When a Smalltalk object is sent a message for a method it has not defined, the runtime system turns
the message-send into an object (with accessors for things like the selector and arguments) and
sends #doesNotUnderstand: to the original
receiver with this message-send object as argument. By default, the #doesNotUnderstand: method raises an
exception, but the receiver can override it (in the usual way) to forward the message-send to a
different receiver. In effect, someone can partially redefine the semantics of message-sending.
Since almost everything in the Smalltalk language is done by sending messages, this is a very
general and powerful feature. It has become a standard idiom to use #doesNotUnderstand: to implement forwarding,
delegation, proxies etc. For example in Smalltalk, nil is the distinguished object which is
typically used as the initial value of all variables. It answers true to the message #isNil, and throws a “does not understand”
exception when almost any other message is sent to it. You can try this by yourself by running a Squeak/Smalltalk just in a web browser. Squeak
stands alone as a practical Smalltalk in which anybody can examine source code for every part of the
system, including audio, graphics primitives and the virtual machine itself, and make changes
immediately and without needing to see or deal with any language other than Smalltalk. It also runs
bitidentical images across its wide portability base and includes GUI browsers for static methods in
the inheritance hierarchy and dynamic contexts for debugging in the runtime environment. There is an
example of live coding environment for web browsers Caffeine, based on Squeak.js. It features a
bi-directional JavaScript bridge, enabling Smalltalk methods to send messages to JavaScript objects,
and provide Smalltalk block closures as JavaScript promises or callback functions.
In some cases Smalltalk language with message-passing can be implemented on top of JavaScript using Ohm.js framework. Here are several examples, that include such implementations: Lively Web - a personal programming kit, that emphasizes liveness, directness and interactivity. Croquet OS - multiplayer platform for Web and Unity, Krestianstvo - open source implementation of the Croquet application architecture in Functional Reactive Paradigm.
Debugging and distributed programming
Squeak/Smalltalk compiler is written in itself, thus provides just unlimited runtime debugging possibilities. For those who are more acquainted with functional programming style and Lisp, like Scheme, I would recommend looking at the Pyret language. It can be run just in a web browser. Pyret is fully-fledged enough to self-host its compiler. What that means is, when you run Pyret in your browser, it loads JavaScript code that implements a Pyret-to-JavaScript compiler (i.e., it compiles the Pyret you type into JavaScript and runs it in the browser). This compiler was produced by the Pyret-to-JavaScript compiler by compiling the Pyret-to-JavaScript compiler.

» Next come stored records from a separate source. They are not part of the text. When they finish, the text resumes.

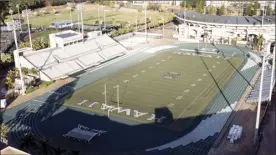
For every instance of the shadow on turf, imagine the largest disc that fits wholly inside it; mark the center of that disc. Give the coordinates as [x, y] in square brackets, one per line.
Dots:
[54, 121]
[237, 70]
[122, 138]
[214, 79]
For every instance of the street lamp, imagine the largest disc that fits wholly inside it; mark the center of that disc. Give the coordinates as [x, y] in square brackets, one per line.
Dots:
[13, 25]
[27, 13]
[17, 6]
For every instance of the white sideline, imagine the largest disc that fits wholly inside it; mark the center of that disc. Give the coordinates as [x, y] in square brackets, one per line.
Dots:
[126, 56]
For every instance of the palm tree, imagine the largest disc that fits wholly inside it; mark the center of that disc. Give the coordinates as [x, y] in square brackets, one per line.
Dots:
[258, 42]
[58, 151]
[45, 148]
[4, 130]
[205, 36]
[28, 142]
[4, 8]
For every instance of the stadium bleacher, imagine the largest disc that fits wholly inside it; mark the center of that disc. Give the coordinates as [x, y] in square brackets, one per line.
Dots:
[254, 94]
[59, 62]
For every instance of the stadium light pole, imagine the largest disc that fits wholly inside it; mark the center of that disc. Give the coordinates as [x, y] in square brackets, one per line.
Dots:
[100, 26]
[82, 25]
[136, 21]
[27, 13]
[17, 6]
[78, 18]
[104, 19]
[146, 35]
[16, 55]
[163, 29]
[259, 104]
[118, 100]
[272, 76]
[71, 17]
[11, 13]
[80, 12]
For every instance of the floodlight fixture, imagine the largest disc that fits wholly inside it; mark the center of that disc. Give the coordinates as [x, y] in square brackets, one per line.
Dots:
[26, 13]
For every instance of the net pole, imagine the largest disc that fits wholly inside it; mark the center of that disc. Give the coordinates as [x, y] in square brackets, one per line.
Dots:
[105, 93]
[257, 125]
[118, 100]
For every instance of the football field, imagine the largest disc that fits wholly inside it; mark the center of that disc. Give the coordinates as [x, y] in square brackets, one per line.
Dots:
[168, 89]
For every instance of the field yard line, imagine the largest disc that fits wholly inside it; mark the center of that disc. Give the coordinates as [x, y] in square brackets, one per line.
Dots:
[119, 59]
[38, 101]
[195, 99]
[184, 110]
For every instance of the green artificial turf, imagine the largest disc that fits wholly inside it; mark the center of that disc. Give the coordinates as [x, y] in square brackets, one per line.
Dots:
[183, 97]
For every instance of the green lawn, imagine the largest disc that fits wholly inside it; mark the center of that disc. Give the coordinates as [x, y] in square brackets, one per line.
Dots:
[147, 90]
[91, 15]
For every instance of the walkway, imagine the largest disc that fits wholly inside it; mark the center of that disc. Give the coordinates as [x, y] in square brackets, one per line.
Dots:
[39, 92]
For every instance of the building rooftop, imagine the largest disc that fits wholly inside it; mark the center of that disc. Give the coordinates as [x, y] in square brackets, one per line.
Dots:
[59, 62]
[242, 20]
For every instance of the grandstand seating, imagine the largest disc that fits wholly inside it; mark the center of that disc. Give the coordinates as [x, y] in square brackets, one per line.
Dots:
[254, 94]
[200, 147]
[59, 62]
[216, 114]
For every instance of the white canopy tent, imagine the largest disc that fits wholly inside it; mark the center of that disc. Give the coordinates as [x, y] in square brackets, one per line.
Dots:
[79, 134]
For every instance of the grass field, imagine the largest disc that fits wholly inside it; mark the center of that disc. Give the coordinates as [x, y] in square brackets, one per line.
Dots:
[145, 88]
[90, 15]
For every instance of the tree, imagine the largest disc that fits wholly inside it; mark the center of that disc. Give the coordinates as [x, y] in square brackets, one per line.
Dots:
[39, 43]
[221, 11]
[4, 130]
[6, 59]
[199, 6]
[28, 142]
[4, 9]
[248, 10]
[256, 6]
[258, 42]
[269, 11]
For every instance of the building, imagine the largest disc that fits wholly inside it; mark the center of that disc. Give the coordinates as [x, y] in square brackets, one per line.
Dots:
[224, 27]
[69, 53]
[176, 3]
[218, 3]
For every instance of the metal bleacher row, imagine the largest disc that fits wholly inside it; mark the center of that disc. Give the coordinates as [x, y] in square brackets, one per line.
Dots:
[59, 62]
[254, 94]
[216, 114]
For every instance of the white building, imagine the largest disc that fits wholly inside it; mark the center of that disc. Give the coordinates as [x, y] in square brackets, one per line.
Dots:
[220, 28]
[176, 3]
[69, 53]
[218, 3]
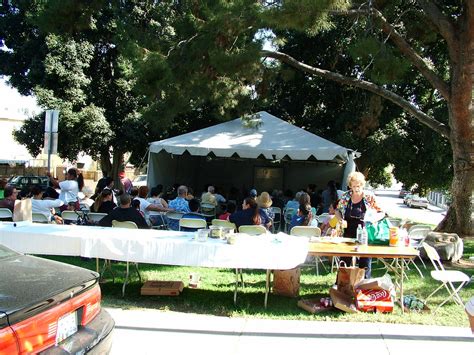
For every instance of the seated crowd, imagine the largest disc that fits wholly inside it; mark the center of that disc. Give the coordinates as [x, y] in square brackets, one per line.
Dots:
[148, 208]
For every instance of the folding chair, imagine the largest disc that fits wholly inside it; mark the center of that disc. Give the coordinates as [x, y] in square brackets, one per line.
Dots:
[71, 216]
[417, 237]
[95, 217]
[446, 277]
[5, 213]
[276, 220]
[395, 222]
[173, 217]
[39, 218]
[288, 214]
[194, 223]
[208, 210]
[308, 231]
[130, 225]
[222, 223]
[253, 229]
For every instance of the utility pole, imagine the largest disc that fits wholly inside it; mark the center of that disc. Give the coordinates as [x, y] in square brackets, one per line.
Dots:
[51, 134]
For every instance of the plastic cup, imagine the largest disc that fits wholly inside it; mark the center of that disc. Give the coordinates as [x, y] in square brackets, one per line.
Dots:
[202, 235]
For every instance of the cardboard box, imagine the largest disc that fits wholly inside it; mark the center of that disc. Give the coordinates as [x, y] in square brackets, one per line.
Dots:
[313, 304]
[342, 301]
[162, 288]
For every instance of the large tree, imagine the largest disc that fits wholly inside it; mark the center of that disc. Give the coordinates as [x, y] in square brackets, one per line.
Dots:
[70, 54]
[434, 38]
[405, 27]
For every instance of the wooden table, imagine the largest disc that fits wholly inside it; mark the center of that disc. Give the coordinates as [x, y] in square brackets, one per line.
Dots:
[398, 254]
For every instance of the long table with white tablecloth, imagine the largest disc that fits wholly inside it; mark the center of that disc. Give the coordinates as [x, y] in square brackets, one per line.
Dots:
[155, 246]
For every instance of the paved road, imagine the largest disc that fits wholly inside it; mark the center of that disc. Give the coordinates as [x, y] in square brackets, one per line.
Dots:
[390, 203]
[157, 332]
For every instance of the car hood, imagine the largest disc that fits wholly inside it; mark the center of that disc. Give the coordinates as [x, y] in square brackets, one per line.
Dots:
[29, 284]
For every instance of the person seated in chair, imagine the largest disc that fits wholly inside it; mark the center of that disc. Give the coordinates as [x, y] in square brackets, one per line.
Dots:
[250, 215]
[194, 207]
[124, 213]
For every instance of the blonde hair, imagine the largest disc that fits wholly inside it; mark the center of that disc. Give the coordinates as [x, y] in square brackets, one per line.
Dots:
[355, 176]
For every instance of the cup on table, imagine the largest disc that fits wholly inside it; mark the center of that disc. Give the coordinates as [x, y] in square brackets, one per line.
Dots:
[194, 279]
[202, 235]
[469, 308]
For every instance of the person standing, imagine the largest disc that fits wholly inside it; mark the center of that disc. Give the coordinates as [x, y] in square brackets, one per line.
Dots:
[124, 213]
[69, 188]
[44, 206]
[179, 204]
[352, 208]
[10, 196]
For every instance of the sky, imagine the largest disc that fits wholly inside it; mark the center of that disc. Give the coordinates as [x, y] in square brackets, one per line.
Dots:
[14, 105]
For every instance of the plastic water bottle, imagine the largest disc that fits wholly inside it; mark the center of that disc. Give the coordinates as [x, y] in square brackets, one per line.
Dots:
[365, 237]
[359, 233]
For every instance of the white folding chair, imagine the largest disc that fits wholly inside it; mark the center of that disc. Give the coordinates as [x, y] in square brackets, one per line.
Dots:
[71, 216]
[253, 229]
[5, 213]
[446, 277]
[39, 218]
[129, 225]
[172, 216]
[288, 214]
[194, 223]
[395, 222]
[417, 237]
[223, 223]
[208, 210]
[276, 223]
[95, 217]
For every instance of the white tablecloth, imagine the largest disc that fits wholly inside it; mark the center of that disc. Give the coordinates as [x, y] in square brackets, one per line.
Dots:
[156, 247]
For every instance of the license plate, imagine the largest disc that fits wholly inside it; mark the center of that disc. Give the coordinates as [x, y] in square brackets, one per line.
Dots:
[67, 326]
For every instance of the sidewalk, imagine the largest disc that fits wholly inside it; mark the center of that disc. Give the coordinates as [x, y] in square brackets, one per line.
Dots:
[160, 332]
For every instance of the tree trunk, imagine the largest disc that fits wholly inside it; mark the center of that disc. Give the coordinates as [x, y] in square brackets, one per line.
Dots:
[461, 117]
[117, 166]
[105, 164]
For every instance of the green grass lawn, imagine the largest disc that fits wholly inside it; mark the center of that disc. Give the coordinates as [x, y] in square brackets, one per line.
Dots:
[215, 294]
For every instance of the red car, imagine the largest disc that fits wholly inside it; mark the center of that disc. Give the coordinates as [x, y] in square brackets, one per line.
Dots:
[50, 307]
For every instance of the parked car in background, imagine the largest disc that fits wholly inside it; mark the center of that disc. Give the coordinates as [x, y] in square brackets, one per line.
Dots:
[140, 180]
[403, 192]
[417, 201]
[407, 198]
[52, 307]
[25, 181]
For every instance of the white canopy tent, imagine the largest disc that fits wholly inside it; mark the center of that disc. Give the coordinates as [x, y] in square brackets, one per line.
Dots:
[258, 152]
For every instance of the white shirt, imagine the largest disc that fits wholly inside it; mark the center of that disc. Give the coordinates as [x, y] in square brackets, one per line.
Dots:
[143, 207]
[69, 191]
[44, 206]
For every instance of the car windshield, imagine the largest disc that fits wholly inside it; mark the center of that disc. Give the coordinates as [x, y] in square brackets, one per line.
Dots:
[5, 252]
[14, 179]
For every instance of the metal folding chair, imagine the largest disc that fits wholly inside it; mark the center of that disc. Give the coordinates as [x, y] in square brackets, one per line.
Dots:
[194, 223]
[130, 225]
[276, 223]
[447, 277]
[309, 231]
[288, 214]
[222, 223]
[5, 213]
[253, 229]
[39, 218]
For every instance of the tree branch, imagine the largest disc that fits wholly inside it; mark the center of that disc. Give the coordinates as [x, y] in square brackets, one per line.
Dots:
[422, 65]
[442, 22]
[404, 47]
[407, 106]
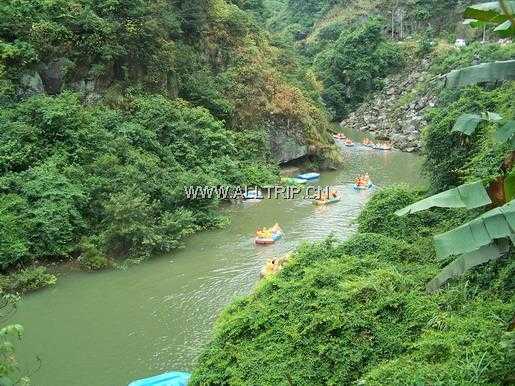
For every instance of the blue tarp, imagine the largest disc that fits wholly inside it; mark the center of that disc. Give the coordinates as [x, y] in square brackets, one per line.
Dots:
[309, 176]
[174, 378]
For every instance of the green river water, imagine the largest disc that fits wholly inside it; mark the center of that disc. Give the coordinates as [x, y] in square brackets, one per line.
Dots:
[108, 328]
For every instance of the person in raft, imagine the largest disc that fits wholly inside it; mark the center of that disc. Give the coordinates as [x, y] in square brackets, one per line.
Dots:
[363, 180]
[264, 233]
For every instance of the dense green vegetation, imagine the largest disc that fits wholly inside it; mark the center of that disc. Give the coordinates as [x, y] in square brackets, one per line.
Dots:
[111, 108]
[113, 178]
[358, 311]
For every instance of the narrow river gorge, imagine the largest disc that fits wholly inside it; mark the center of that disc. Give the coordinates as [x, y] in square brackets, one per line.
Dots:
[112, 327]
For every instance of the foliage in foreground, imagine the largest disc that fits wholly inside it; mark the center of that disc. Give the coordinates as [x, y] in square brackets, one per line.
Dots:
[100, 181]
[358, 311]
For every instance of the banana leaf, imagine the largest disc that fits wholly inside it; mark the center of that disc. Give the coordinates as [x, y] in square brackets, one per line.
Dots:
[465, 262]
[468, 196]
[509, 186]
[505, 132]
[505, 29]
[486, 72]
[495, 224]
[489, 12]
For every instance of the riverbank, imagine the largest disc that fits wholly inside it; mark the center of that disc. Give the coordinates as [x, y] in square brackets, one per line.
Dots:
[157, 316]
[357, 311]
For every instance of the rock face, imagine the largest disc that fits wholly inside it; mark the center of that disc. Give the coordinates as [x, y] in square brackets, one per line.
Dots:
[286, 147]
[53, 74]
[387, 117]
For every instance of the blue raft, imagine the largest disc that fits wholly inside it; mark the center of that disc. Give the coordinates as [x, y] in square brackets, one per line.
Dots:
[309, 176]
[363, 187]
[174, 378]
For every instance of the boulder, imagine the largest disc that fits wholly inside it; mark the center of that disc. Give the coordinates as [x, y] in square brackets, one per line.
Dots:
[286, 147]
[53, 74]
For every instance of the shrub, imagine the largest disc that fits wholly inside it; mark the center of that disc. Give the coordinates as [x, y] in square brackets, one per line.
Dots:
[28, 280]
[92, 258]
[358, 312]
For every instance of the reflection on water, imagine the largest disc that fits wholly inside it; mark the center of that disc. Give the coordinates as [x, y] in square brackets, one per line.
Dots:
[109, 328]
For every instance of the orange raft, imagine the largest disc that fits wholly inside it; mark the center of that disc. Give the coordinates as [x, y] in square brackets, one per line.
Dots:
[268, 236]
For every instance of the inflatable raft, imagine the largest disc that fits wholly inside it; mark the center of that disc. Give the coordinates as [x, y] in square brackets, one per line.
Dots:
[327, 202]
[275, 233]
[309, 176]
[174, 378]
[294, 181]
[253, 195]
[363, 187]
[383, 147]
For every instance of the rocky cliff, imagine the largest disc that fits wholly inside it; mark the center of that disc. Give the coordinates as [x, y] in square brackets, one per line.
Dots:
[396, 113]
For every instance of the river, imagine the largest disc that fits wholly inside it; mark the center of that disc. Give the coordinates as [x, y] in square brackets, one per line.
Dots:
[108, 328]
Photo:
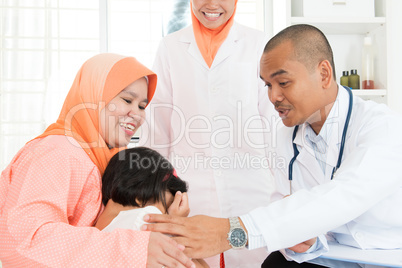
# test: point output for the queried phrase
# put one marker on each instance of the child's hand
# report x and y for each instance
(179, 207)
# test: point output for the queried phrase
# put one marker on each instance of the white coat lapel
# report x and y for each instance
(228, 46)
(188, 37)
(311, 172)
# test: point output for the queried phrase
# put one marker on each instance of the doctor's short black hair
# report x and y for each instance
(139, 175)
(310, 45)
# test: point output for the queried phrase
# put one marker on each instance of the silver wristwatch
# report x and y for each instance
(237, 236)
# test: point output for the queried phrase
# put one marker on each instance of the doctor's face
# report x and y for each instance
(124, 114)
(292, 88)
(213, 13)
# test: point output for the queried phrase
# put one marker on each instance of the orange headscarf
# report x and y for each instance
(98, 81)
(209, 40)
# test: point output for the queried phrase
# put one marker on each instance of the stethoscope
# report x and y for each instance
(345, 129)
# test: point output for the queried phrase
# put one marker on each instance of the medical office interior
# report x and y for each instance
(44, 42)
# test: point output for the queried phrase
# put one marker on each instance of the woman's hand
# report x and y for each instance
(203, 236)
(180, 206)
(165, 252)
(304, 246)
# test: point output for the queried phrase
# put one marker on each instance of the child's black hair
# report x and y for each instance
(139, 174)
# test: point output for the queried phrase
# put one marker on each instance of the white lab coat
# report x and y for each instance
(216, 125)
(361, 206)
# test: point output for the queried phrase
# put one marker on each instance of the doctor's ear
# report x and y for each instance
(326, 73)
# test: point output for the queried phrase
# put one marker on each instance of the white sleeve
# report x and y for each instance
(320, 247)
(156, 130)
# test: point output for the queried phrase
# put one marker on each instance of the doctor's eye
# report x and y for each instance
(127, 100)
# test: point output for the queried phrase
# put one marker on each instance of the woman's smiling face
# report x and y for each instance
(124, 114)
(213, 13)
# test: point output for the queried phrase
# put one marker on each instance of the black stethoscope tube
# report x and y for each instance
(345, 129)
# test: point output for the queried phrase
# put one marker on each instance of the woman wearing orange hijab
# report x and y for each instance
(50, 194)
(209, 113)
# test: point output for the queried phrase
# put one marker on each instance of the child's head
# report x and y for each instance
(138, 177)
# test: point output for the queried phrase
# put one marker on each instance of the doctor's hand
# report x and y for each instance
(203, 236)
(304, 246)
(180, 206)
(165, 252)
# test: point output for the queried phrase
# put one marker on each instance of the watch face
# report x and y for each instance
(238, 237)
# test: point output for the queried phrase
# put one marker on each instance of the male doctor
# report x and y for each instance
(347, 191)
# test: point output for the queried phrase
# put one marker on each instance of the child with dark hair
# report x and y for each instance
(136, 182)
(140, 181)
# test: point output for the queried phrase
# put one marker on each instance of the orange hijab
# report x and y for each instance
(98, 81)
(209, 40)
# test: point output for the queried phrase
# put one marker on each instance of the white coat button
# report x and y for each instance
(359, 236)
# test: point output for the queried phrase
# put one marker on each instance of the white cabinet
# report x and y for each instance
(345, 35)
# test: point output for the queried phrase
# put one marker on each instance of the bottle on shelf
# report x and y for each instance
(367, 75)
(345, 79)
(354, 79)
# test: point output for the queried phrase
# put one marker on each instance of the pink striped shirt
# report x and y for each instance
(50, 197)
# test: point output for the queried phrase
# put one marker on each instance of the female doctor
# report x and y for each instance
(208, 115)
(359, 205)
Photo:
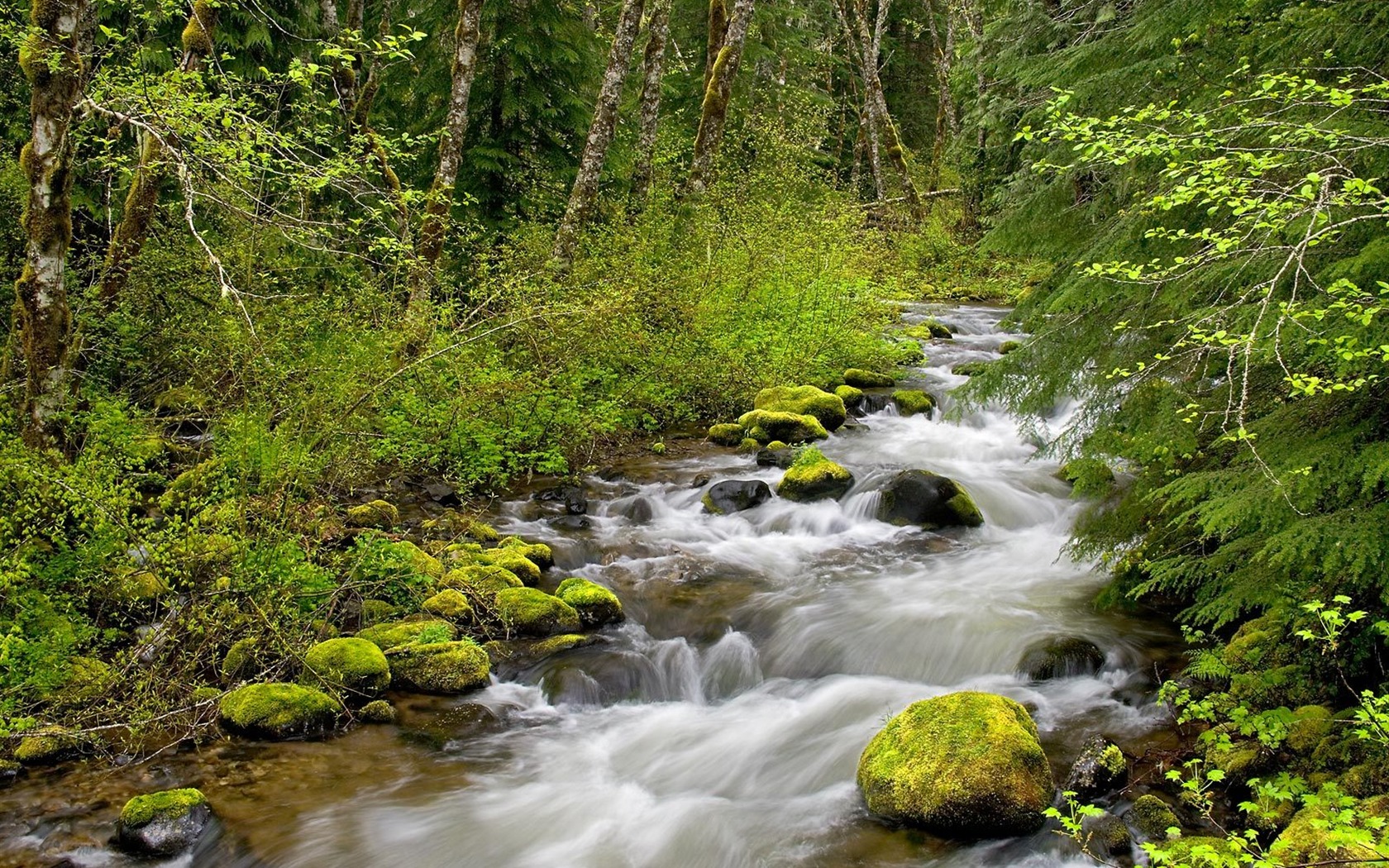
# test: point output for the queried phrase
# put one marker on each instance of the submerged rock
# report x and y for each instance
(960, 765)
(735, 496)
(278, 712)
(931, 500)
(1099, 770)
(1062, 657)
(163, 824)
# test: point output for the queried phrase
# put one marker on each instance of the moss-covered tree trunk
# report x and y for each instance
(439, 200)
(53, 59)
(653, 74)
(141, 203)
(718, 93)
(600, 135)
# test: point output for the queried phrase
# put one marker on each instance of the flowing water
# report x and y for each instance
(721, 724)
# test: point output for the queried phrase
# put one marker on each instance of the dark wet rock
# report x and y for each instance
(1098, 771)
(1105, 835)
(735, 496)
(929, 500)
(163, 824)
(1062, 657)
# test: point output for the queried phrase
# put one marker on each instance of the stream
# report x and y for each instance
(721, 724)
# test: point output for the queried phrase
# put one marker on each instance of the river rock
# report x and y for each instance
(163, 824)
(931, 500)
(960, 765)
(735, 496)
(278, 712)
(1062, 657)
(1098, 771)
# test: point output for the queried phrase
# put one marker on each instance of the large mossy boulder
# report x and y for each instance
(439, 667)
(278, 712)
(351, 665)
(527, 612)
(1062, 657)
(392, 633)
(814, 477)
(735, 496)
(960, 765)
(596, 604)
(163, 824)
(804, 400)
(929, 500)
(767, 425)
(867, 379)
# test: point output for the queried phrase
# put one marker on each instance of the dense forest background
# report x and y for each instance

Many other languages expose the crippling limitations of JavaScript’s run-time to users (e.g., can’t halt a long-running computation, can’t yield control to the event loop, etc.). In contrast, Pyret is uncompromising, essentially event-loops are first-class entities in the language.
Now, let’s look at architectures that are suitable for distributed programming with fault
tolerance.
Erlang and Elixir programming languages showed how
message-passing can be scaled onto the network, by introducing a concurrent process-based
application structure with strong isolation between concurrent tasks. Nor Erlang, nor Elixir can run
on a web platform unfortunately. There is a project Lunatic, that proposes itself as a
WebAssembly runtime inspired by Erlang. But bringing the lunatic runtime to the browser is still a
challenging task.
Another project worthy of attention is the Goblins by Spritely and its distributed object programming environment. Goblins provides an intuitive security model, automatic local transactions for locally synchronous operations, and an easy to use and efficient asynchronous programming for encapsulated objects which can live anywhere on the network. Its networking model abstracts away these details so the programmer can focus on object programming rather than protocol architecture.
Spritely’s core layers of abstraction make building secure peer-to-peer applications as natural as any other programming model. Spritely provides an integrated system for distributed asynchronous programming, transactional error handling, time-travel debugging, and safe serialization. All this under a security model resembling ordinary reference passing, reducing most considerations to a simple slogan: “If you don’t have it, you can’t use it.”
Spritely Goblins’ network layer means users can perform asynchronous programming against objects that live anywhere. You can even interact with objects written in a completely different programming language! A distributed debugger inspired by E’s Causeway, complete with message-tracing mechanisms allowing programmers to debug a program in the state of an error when it occurred.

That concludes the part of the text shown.